CYBERSPACE, 2004 (D.O.T.) - Has the era of hands-free Web-surfing arrived?

Dmitry Gorodnichy, an inventor from the Institute of Information Technology in Ottawa, has developed a computer navigation system that relies on the movements of a user’s nose as a cursor.

For good measure, a simple blink of the right or left eye, corresponds to the right or left click of a mouse button.

The inventor expects the nose-steered mouse, or “nouse” will make using a computer easier for people with disabilities or for video game fans who would like to slay bad guys with the bob of the head and blink of an eye.

The technology works in conjunction with a single Webcam. The “nouse’s” Webcam takes a snapshot of the user’s face, focusing in on the tip of the nose as the guide point. The nose was chosen because it is easier to track than other facial features, according to the inventor.

The technology matches the cursor’s movements to the path of the nose as the head moves from side to side.
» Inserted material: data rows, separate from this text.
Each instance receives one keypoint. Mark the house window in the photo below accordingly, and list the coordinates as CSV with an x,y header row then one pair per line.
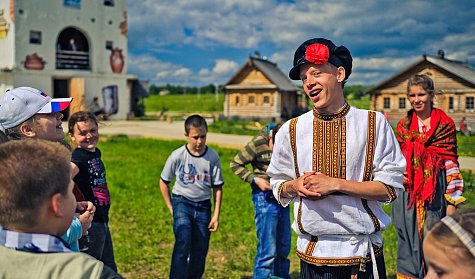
x,y
266,100
402,103
109,45
109,3
35,37
469,104
386,102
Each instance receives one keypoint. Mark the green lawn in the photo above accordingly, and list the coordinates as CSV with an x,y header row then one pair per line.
x,y
142,226
185,103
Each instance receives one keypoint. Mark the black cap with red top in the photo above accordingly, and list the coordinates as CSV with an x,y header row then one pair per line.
x,y
320,51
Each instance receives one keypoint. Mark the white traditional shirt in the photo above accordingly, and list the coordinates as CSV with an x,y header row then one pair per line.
x,y
351,144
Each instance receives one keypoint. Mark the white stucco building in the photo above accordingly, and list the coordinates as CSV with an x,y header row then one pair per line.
x,y
75,48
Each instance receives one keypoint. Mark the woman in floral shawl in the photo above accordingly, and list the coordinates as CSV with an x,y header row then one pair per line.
x,y
432,180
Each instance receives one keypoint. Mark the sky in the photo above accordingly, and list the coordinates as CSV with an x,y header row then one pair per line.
x,y
198,42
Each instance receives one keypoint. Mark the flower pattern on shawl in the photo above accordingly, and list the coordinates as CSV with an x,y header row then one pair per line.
x,y
426,153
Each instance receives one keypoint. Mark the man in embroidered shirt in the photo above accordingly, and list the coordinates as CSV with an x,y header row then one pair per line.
x,y
338,164
37,207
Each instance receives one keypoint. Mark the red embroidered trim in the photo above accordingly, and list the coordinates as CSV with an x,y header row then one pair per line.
x,y
317,53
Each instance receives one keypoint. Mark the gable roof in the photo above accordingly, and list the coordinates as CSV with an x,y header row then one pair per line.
x,y
270,70
457,68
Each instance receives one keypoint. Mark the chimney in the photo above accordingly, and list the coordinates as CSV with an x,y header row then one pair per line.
x,y
441,54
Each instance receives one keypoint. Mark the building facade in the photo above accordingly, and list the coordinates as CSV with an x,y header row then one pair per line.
x,y
68,48
454,83
260,91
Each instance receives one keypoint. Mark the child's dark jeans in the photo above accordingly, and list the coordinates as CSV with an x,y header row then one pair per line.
x,y
190,226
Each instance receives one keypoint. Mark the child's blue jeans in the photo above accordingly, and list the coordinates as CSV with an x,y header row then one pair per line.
x,y
190,226
273,236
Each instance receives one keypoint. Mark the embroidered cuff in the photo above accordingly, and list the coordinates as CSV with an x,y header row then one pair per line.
x,y
459,201
390,192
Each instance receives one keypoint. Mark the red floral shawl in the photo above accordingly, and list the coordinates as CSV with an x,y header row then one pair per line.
x,y
426,153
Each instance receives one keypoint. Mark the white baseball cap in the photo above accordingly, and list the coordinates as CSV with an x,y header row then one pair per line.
x,y
19,104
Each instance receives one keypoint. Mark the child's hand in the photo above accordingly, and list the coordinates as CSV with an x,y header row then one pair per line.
x,y
213,224
86,221
85,206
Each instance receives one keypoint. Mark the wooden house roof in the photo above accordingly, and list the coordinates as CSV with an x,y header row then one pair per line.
x,y
269,70
458,69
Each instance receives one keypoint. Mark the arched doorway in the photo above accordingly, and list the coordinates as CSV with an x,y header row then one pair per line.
x,y
72,50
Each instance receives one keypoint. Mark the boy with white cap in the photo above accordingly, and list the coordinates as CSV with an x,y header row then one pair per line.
x,y
28,113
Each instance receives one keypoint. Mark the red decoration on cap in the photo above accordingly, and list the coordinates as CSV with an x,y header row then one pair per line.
x,y
317,53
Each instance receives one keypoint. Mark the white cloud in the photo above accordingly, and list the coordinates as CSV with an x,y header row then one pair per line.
x,y
383,36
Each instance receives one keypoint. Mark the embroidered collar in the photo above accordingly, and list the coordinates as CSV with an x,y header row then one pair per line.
x,y
32,242
330,116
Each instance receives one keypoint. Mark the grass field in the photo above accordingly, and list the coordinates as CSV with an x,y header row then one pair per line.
x,y
142,226
185,103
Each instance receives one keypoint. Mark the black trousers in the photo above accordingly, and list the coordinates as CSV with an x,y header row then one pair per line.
x,y
310,271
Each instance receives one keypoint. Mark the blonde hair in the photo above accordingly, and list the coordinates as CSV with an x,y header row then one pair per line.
x,y
444,234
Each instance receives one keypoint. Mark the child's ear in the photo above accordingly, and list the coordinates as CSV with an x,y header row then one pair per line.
x,y
56,202
340,74
27,130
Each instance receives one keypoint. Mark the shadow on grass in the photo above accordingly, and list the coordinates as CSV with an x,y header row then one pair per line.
x,y
293,275
296,275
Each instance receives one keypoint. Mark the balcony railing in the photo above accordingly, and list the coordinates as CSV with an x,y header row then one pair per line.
x,y
72,60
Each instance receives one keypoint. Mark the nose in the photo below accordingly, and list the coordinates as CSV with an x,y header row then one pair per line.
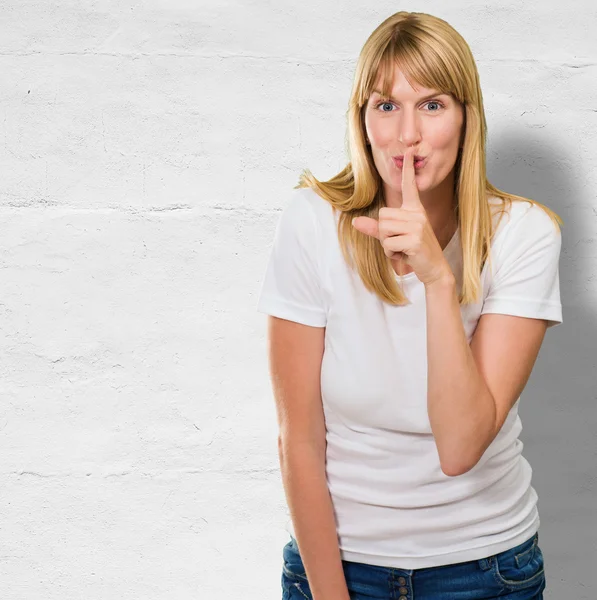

Motion detection software, meanwhile, is used to pinpoint the blink of a user’s eye. A double blink switches the “nouse” cursor on.

Computer experts have mixed reactions to the invention. Some see it as a step forward, while others are not so sure.

“I cannot ignore the high silliness factor of the ‘nouse,’” says Joe Laszlo, a technology analyst at Jupiter Research in New York . “People balk at doing things that require them to look silly. And there is ample room for looking silly here.”